His studies show that it took longer than previously suspected to establish the maize-beans-squash triad in the Northeast. The three foods are also known as the Three Sisters in Native American lore.

"It shows that the process of developing agriculture in New York State not only was a longer term process, it was a lot more complex than previously believed," Hart said.

"What makes it more complex is that those three crops entered at different times; it was more of a gradual process." Hart now believes that growing corn, beans and squash together, known as "intercropping," in New York was not well established until about A.D. 1300. Previously, scientists had thought Native Americans grew these crops together by about A.D. 1000.

Squash may have been grown about 700 B.C. in New York based on recently obtained dates from Pennsylvania. Gourds may have been grown as early as 3650 B.C. based on dates in Pennsylvania and Maine. Those gourds were being primarily used for their seeds, which were eaten, since the flesh was extremely bitter. Dried gourds may have been used as ceremonial rattles.

"These are the gourds that eventually became the squashes that we eat today," Hart said.

The first evidence of corn in New York was not until sometime between A.D. 800 and A.D. 900. According to Hart's work, beans apparently came into the picture in about A.D. 1300. The beans would grow up the cornstalks and the squash would grow around the corn. The method is illustrated in one of the State Museum's popular permanent exhibits near the Iroquois Longhouse.

Recently, Hart has begun to apply new dating techniques to old collections housed in the State Museum, a program of the State Education Department, and elsewhere.

The Roundtop site in Broome County, N.Y., was excavated in the 1960s by William Ritchie, a world-famous State Museum archaeologist.

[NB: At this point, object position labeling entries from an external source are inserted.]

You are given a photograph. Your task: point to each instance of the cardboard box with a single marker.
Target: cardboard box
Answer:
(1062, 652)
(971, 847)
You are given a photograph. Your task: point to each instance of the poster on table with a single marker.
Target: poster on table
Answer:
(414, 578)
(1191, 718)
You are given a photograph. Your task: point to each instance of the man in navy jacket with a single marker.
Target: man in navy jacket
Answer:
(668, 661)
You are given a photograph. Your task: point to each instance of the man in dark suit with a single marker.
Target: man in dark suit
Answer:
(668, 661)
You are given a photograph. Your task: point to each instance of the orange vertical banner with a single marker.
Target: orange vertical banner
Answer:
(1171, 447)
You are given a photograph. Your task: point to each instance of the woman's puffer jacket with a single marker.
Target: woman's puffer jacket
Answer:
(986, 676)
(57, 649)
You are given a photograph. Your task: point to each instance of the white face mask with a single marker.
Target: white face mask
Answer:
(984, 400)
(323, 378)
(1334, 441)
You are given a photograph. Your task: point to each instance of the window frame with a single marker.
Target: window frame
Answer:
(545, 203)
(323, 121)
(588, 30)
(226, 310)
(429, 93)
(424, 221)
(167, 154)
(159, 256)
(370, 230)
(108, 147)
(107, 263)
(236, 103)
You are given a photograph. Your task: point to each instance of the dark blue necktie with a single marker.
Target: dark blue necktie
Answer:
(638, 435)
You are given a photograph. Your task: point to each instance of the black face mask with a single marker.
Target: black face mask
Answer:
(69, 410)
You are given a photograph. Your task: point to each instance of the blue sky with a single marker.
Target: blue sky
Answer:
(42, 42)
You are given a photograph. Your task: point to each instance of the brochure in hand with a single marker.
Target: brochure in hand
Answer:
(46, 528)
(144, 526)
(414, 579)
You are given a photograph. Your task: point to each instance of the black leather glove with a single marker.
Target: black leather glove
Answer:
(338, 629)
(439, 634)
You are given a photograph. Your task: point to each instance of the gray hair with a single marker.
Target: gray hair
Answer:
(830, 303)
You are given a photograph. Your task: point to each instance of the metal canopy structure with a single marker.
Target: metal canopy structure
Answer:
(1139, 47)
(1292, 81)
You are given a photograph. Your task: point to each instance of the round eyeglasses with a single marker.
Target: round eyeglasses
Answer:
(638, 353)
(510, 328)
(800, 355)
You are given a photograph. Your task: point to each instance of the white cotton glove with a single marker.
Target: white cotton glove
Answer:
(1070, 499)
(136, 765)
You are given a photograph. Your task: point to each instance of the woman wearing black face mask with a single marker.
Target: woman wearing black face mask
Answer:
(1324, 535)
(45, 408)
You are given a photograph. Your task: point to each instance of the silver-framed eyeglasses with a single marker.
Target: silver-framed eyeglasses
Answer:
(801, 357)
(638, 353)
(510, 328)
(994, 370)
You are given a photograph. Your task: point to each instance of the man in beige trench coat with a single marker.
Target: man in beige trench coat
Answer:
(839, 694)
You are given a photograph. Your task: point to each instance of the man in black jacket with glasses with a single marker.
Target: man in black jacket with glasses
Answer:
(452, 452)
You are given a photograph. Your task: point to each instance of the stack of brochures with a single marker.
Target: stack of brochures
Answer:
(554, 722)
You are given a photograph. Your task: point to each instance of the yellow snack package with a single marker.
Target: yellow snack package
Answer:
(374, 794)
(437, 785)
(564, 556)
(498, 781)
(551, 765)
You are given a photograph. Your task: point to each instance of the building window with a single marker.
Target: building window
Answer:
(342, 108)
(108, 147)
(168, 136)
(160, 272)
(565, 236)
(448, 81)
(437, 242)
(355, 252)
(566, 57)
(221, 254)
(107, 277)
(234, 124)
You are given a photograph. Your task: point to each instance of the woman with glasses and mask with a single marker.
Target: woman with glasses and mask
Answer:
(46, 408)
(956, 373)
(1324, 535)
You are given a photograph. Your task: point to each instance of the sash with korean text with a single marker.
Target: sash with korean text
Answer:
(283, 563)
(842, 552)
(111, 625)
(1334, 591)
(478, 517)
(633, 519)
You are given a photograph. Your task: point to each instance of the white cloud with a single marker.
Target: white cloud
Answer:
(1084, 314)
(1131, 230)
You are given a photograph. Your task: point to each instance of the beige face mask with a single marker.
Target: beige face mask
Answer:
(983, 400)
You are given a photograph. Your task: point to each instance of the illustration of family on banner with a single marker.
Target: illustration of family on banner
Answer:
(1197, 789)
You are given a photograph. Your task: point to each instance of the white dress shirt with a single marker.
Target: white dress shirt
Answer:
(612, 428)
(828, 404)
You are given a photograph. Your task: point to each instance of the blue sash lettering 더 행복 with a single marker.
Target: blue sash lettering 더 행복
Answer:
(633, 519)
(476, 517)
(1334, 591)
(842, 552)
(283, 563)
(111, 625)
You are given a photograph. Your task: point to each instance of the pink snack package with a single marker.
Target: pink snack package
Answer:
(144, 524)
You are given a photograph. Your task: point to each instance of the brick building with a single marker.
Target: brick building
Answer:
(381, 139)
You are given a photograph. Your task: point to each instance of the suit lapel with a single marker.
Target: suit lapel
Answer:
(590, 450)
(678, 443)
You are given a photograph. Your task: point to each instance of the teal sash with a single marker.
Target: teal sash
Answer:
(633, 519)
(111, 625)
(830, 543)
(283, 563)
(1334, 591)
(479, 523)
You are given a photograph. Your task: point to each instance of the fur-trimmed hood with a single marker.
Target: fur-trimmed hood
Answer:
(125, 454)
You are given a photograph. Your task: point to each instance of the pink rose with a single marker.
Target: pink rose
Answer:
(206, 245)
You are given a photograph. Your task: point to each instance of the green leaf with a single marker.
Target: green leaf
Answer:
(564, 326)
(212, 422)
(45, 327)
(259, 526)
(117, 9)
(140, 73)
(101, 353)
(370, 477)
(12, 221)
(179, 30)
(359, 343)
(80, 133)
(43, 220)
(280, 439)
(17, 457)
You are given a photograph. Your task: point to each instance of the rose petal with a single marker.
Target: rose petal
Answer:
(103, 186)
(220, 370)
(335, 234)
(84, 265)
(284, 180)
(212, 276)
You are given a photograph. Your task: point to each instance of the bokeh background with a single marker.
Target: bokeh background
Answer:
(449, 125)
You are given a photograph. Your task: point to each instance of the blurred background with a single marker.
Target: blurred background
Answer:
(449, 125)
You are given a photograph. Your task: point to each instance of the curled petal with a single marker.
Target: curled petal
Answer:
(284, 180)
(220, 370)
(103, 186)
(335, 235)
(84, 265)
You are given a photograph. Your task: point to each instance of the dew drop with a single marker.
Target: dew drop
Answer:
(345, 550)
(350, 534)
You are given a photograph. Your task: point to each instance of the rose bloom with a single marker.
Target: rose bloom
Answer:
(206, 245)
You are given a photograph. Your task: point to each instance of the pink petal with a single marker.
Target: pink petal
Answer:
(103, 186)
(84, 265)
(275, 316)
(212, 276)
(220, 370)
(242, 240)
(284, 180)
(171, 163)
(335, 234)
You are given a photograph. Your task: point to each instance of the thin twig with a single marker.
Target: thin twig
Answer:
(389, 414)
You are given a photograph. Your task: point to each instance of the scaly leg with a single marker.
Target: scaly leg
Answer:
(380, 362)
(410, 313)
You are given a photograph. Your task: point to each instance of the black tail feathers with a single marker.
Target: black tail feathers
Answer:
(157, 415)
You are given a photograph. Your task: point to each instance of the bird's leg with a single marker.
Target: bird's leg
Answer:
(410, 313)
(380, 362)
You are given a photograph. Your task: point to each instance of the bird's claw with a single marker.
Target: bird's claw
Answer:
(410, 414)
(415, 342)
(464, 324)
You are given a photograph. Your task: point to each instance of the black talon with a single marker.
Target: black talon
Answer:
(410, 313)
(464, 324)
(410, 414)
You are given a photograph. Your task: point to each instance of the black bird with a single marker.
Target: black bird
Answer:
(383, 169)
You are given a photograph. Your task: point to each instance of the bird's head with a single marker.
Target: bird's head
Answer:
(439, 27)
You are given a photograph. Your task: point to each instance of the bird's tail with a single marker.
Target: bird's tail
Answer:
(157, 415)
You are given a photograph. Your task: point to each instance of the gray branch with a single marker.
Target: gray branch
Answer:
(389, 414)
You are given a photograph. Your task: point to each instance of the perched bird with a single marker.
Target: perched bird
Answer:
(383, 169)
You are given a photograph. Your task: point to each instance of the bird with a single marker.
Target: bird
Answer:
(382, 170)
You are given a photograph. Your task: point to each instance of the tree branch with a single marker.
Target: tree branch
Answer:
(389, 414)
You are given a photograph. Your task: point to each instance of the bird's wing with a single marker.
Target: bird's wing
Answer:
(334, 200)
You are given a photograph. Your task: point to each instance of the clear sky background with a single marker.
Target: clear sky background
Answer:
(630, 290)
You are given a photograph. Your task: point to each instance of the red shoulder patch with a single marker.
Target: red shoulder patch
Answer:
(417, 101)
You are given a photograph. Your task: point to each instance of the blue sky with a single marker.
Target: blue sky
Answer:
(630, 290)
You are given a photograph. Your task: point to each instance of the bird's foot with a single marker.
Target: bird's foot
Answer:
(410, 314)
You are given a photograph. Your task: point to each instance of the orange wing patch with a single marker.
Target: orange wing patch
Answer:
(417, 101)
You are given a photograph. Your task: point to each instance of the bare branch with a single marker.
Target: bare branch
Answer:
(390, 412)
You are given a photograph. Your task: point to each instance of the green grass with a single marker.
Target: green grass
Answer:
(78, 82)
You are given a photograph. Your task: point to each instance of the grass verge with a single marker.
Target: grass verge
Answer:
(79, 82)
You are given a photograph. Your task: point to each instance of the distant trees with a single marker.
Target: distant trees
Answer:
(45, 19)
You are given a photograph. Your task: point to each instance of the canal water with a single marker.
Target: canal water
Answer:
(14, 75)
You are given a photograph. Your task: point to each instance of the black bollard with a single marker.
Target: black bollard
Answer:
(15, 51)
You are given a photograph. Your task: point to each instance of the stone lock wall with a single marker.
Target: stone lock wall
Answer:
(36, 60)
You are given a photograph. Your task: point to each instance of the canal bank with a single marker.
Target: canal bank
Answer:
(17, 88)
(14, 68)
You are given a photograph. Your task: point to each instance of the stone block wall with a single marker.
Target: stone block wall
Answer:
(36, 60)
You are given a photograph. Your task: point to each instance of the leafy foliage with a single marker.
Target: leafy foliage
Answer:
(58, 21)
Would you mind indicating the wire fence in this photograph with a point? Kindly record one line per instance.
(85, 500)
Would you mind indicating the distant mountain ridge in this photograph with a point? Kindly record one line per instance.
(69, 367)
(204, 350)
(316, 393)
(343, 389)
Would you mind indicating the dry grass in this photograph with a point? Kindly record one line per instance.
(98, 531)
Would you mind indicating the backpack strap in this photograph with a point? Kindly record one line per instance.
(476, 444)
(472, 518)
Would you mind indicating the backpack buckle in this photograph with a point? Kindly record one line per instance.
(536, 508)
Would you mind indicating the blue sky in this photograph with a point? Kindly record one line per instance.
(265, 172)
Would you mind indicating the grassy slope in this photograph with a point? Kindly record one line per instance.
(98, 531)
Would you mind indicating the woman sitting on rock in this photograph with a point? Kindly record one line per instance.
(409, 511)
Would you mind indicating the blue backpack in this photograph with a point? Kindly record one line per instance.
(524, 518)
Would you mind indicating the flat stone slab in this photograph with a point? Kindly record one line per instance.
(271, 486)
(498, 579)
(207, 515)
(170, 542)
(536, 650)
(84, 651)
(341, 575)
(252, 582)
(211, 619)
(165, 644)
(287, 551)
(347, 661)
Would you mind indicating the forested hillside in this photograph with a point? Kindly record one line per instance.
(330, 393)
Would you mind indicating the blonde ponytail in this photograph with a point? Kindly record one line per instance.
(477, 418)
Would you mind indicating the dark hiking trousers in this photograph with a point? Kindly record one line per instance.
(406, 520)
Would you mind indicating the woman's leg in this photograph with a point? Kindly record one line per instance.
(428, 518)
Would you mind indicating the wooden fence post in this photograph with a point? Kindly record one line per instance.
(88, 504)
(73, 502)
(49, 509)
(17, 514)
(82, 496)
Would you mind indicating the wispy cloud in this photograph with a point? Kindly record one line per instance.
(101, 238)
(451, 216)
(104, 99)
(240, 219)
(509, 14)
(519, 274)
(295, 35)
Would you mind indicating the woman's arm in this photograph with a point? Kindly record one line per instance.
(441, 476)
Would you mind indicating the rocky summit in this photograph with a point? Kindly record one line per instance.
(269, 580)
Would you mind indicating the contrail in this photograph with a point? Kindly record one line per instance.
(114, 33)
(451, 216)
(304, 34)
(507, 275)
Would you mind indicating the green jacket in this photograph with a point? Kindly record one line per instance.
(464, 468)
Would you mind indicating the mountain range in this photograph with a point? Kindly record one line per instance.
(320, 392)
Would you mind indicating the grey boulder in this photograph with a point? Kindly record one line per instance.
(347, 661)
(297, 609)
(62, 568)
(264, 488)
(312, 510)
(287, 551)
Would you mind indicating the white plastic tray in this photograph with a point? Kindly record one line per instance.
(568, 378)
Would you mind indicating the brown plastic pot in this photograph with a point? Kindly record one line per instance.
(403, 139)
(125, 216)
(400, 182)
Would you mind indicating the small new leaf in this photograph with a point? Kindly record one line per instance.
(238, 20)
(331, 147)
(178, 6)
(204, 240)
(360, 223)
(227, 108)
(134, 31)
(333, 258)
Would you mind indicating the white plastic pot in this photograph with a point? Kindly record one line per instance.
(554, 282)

It was an important site that provided some of the oldest evidence for maize, beans and squash in the Northeast. In a chapter in the State Museum's Bulletin, "Current Northeast Paleoethnobotany," due to come out in the beginning of 1999, Hart details how he reanalyzed Ritchie's specimens using accelerator mass spectrometry dating, a process not available to Ritchie to better understand prehistoric agriculture.

The results indicate that maize, beans and squash do not occur together at Roundtop until several centuries later than previously thought. Hart is now working with Margaret Scarry, a archaeobotanist at the University or North Carolina, to see if the Roundtop results apply to other areas of the Northeast.